We find the evidence so compelling on each of these four charges as to leave us no recourse but to order disbarment. Accordingly, respondent should be disbarred, and his name stricken from the roll of attorneys authorized to practice law in this State.

Sandler, J. P., Fein, Lynch, Rosenberger and Ellerin, JJ., concur.

*49Petition presented to this court on January 15, 1986 granted in its entirety and respondent disbarred from practice as an attorney and counselor-at-law in the State of New York effective immediately.

. See Securities & Exch. Commn. v Pied Piper Yacht Charters Corp., Fed Sec L Rep (CCH) ¶ 94,918 (SDNY Dec. 18,1974).

. The opening paragraph of the bond prominently stated its purpose as insuring against loss "through any fraudulent or dishonest act or acts committed by Fred A. Coda”.

. The two $12,500 bonds also disappeared at around the same time, Rubin being unable to account for them.

. The Federal court subsequently denied the substitute mortgagee’s claim to a major portion of the $80,000 balance of insurance proceeds from the loss of the Defiance.

. See, pp 46-47, infra.

. Rosenstiel’s personal attorney, Maurice C. Greenbaum, testified that as secretary of the Rosenstiel Foundation, he had occasion to send correspondence to Rosenstiel from time to time. In later years, this correspondence was always typed completely in capital letters, to make it easier for Rosenstiel to read. After 1974, when it became difficult for him to sight read anything, Rosenstiel would ask Greenbaum merely to read the material to him over the telephone.

. The preamble to this properly drafted two-page instrument identified it as a codicil to Rosenstiel’s last will and testament dated December 11, 1970. The first paragraph contained the change, referring to the specific paragraph in the will that was to be amended.
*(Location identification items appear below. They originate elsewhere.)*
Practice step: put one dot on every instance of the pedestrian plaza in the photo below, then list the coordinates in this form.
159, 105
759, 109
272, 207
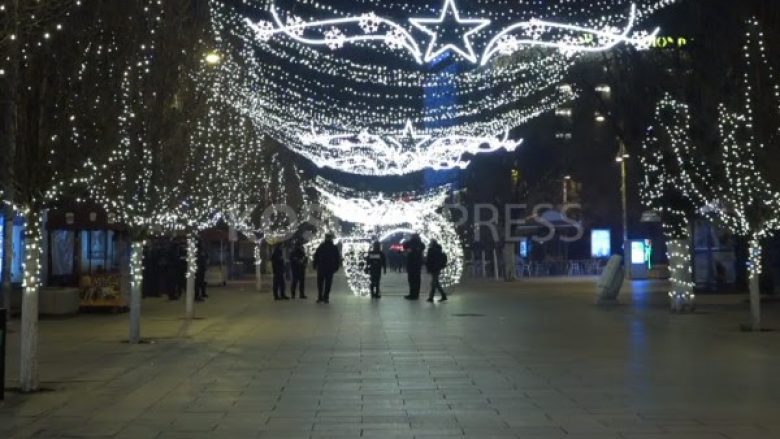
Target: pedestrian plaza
529, 359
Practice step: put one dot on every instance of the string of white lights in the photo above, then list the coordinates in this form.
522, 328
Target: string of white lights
287, 71
367, 217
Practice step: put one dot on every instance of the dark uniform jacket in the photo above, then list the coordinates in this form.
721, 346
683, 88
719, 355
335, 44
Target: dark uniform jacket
376, 262
327, 259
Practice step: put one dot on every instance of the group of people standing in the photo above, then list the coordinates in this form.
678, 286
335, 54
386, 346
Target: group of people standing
435, 261
327, 261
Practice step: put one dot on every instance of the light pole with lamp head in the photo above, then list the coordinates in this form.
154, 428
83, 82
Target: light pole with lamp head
621, 158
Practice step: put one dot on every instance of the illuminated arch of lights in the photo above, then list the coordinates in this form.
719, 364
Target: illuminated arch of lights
338, 81
376, 217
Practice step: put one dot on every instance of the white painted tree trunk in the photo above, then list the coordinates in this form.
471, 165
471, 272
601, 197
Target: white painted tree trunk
258, 266
754, 269
192, 269
136, 281
681, 296
28, 370
8, 255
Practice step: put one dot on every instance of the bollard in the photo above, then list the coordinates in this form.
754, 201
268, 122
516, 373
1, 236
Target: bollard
3, 330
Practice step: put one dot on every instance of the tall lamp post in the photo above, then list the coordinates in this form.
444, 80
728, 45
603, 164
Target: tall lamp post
621, 158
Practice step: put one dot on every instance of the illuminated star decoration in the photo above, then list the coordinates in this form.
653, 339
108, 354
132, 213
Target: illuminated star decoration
448, 21
410, 139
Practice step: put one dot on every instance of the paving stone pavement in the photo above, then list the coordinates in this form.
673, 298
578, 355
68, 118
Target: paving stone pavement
531, 359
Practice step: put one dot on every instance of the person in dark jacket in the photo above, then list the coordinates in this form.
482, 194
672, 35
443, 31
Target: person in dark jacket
376, 263
415, 250
435, 262
298, 263
327, 261
200, 274
277, 266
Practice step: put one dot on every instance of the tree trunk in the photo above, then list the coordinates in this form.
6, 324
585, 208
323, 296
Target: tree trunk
136, 282
754, 269
28, 370
510, 261
192, 270
8, 256
496, 274
9, 93
258, 266
681, 296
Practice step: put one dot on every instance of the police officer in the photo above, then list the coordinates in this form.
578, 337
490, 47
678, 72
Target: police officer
415, 251
435, 262
376, 263
327, 261
298, 262
277, 265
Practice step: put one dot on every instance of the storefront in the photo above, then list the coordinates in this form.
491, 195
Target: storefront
18, 248
86, 249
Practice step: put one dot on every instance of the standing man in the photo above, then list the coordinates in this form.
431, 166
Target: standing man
327, 261
298, 263
435, 262
415, 250
277, 265
376, 263
200, 274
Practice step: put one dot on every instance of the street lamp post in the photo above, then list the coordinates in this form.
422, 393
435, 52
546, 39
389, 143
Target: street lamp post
622, 158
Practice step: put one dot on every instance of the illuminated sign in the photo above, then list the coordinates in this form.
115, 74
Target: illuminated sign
668, 42
601, 243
The second paragraph declared the ratification, confirmation and republication of his last will and testament of December 11, 1970, as modified and amended in this codicil. The three witnesses attested that Rosenstiel had subscribed this document as a codicil to his last will and testament of December 11,1970.

. A rivalry between the two attorneys is suggested by the fact that in the years before Rosenstiel’s death, Susan had sued for an increase in alimony. Respondent apparently had suggested a counterclaim to reduce the alimony. Greenbaum counseled Rosenstiel to the contrary, suggesting that he be content to have Susan’s suit dismissed.

. Since divorced.

. Jerry Finkelstein did testify on the record, on respondent’s behalf, at these disciplinary proceedings.
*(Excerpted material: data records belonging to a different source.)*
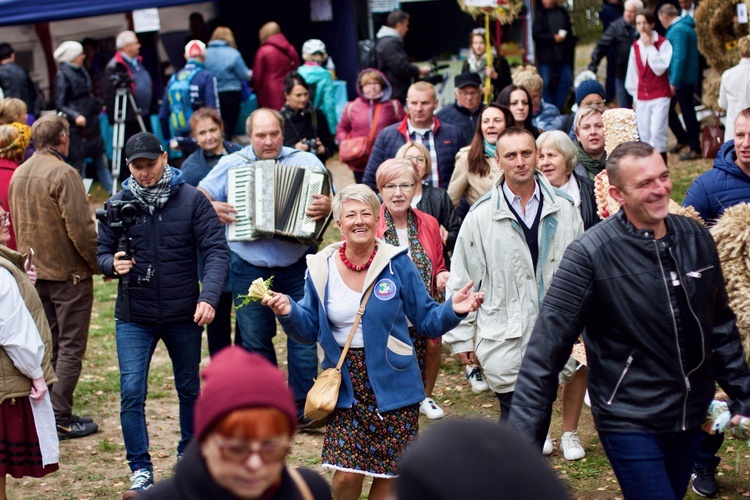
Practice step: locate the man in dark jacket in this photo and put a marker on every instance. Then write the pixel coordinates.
(728, 183)
(391, 57)
(167, 222)
(126, 70)
(174, 114)
(74, 97)
(646, 289)
(442, 140)
(725, 185)
(15, 80)
(465, 112)
(620, 35)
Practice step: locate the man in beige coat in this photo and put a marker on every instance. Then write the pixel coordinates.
(510, 245)
(52, 215)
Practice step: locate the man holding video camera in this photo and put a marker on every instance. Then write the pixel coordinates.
(149, 237)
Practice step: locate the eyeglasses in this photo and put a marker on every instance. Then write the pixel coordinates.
(405, 188)
(240, 451)
(592, 103)
(418, 159)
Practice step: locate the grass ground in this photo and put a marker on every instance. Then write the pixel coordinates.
(95, 467)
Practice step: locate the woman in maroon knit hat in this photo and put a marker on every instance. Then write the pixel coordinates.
(245, 419)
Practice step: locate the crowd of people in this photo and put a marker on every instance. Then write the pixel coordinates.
(473, 226)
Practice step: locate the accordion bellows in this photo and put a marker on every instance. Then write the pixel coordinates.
(271, 199)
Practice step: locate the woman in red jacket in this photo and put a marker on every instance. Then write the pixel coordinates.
(374, 92)
(403, 226)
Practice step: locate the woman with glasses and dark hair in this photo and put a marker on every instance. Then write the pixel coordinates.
(243, 436)
(476, 166)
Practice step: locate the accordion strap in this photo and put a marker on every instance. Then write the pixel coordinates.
(360, 312)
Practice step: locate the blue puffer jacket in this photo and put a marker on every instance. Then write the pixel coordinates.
(167, 242)
(683, 69)
(719, 188)
(448, 140)
(399, 293)
(227, 64)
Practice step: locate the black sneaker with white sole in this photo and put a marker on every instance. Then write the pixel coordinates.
(76, 429)
(704, 482)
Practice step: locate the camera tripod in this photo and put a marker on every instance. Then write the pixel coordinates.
(123, 97)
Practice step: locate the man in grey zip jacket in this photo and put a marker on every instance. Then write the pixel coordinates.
(646, 289)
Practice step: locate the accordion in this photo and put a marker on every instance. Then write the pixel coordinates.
(271, 200)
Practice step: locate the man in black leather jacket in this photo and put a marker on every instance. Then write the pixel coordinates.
(646, 289)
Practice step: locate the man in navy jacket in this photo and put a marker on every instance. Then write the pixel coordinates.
(442, 140)
(159, 297)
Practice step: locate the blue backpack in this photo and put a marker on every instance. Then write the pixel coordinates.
(180, 103)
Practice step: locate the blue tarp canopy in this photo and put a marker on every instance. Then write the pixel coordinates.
(14, 12)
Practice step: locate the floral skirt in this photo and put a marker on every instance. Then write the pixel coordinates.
(20, 455)
(359, 439)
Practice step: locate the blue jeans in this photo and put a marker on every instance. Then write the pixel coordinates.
(651, 465)
(135, 346)
(624, 100)
(557, 95)
(258, 323)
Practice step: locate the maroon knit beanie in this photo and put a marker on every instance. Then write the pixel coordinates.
(236, 379)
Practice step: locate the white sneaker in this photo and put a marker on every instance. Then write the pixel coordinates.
(476, 378)
(547, 448)
(430, 408)
(571, 446)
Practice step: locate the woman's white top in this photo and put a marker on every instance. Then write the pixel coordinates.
(342, 305)
(571, 188)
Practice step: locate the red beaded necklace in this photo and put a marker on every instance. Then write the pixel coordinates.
(354, 267)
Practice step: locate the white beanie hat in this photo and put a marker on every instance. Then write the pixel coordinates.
(67, 51)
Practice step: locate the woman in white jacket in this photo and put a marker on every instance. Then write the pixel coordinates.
(647, 80)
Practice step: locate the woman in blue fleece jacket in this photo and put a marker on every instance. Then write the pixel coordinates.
(377, 413)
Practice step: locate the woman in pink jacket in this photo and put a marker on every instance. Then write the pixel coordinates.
(374, 92)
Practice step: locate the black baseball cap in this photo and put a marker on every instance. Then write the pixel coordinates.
(143, 145)
(467, 79)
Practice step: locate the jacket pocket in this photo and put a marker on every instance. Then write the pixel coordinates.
(628, 362)
(398, 353)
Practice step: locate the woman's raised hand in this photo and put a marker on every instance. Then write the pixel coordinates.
(279, 304)
(465, 301)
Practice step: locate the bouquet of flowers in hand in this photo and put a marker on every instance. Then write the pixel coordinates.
(258, 290)
(718, 421)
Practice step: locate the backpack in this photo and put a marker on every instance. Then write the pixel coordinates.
(180, 105)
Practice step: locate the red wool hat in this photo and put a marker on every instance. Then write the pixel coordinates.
(236, 379)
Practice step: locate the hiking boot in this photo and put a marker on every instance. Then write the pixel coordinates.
(704, 482)
(83, 420)
(571, 446)
(677, 148)
(547, 448)
(140, 480)
(430, 409)
(76, 429)
(476, 378)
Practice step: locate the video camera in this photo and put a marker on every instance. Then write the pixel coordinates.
(120, 213)
(120, 80)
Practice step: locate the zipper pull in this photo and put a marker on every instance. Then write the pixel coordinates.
(673, 277)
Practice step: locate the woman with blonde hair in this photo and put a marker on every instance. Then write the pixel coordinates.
(226, 63)
(14, 139)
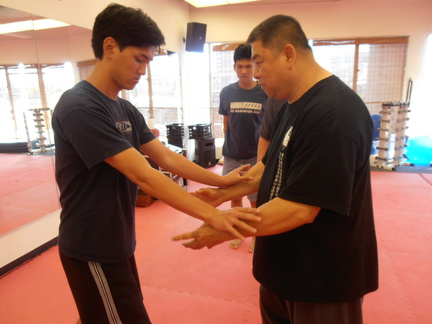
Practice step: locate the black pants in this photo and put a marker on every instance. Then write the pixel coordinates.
(106, 292)
(276, 310)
. As it turned out, respondent was unqualified to act as executor and trustee under the will, inasmuch as he was neither a Florida resident nor a relative of the testator. The Finkelsteins were qualified, however, as relatives of the testator.

. See, p 47, infra.

. Respondent was initially charged with giving a false and overly vague answer to this question as well, but petitioner has accepted the Hearing Panel’s recommendation that the answer to question 8 (a), however vague, did sufficiently flag the attention of the D.C. Bar admission authorities as to that prior discipline.

. Securities & Exch. Commn. v Pied Piper Yacht Charters Corp., 71 Civ 5341 (SDNY Feb. 25,1976).

. Id., slip opn, at p 46.

. In re Estate of Rosenstiel, Prob Div, No. 76-436, June 24, 1976 slip opn, at p 11.

. Respondent first raised the defense of laches with regard to the Pied Piper and Rosenstiel matters in October 1983, in response to the formal notice of charges.